Taking the time to listen to the concerns of your employees will not only result in leaders who are viewed in a more favorable light, but it also sends a message to employees that what they think matters. Here, we discuss how to implement effective employee surveys and share tips on which questions to ask and which to avoid.
Do Employee Surveys Really Help?
One study revealed that about 75 percent of employee surveys do not result in greater employee engagement. This could be due to the fact that the wrong questions are being asked of employees, and this lack of specificity tends to yield generic responses. When employees are asked if they are satisfied, this can mean different things to different people. Simply asking employees whether they are satisfied doesn’t get to the core of the problem and, more importantly, doesn’t address what can be done by the company’s leadership to improve the level of employee satisfaction.
Employee engagement surveys that dig deeper into behavioral and motivational patterns have been shown to be more promising. The questions on these types of surveys can be worded in such a way that employees are prompted to reflect on their responses rather than simply check off boxes or respond in a way that they believe management wants them to answer.
How Do Surveys Foster Better Leadership?
Surveys not only help leaders to gauge how their employees feel about their workplace, superiors, and co-workers, but they also help CEOs and other high-level executives to examine their habits and behaviors from another perspective. Objectively examining the results of an employee engagement survey can serve to make leaders more empathetic and engaged, thus solidifying their reputation for being good listeners who truly cares about their employees.

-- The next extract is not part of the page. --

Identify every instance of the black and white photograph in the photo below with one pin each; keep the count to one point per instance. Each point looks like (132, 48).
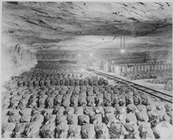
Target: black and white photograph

Leaders can learn what management styles resonate best with their employees.
As a leader, you are charged with making important decisions in the best interests of your company. However, effective leaders are aware that sometimes a new perspective is needed. Remaining open to suggestions demonstrates that you will consider the input of others.
Some in upper management may be unaware that management styles may vary based on the situation and people. Using responses from an employee engagement survey will highlight those areas that higher-level employees can work on in order to improve the workplace. It may even be beneficial to view the survey responses as a to-do list of what leaders can work on in order to become more effective. Employees who feel comfortable giving suggestions will not only point out areas that need improvement, but they will also be willing to give praise where it is due.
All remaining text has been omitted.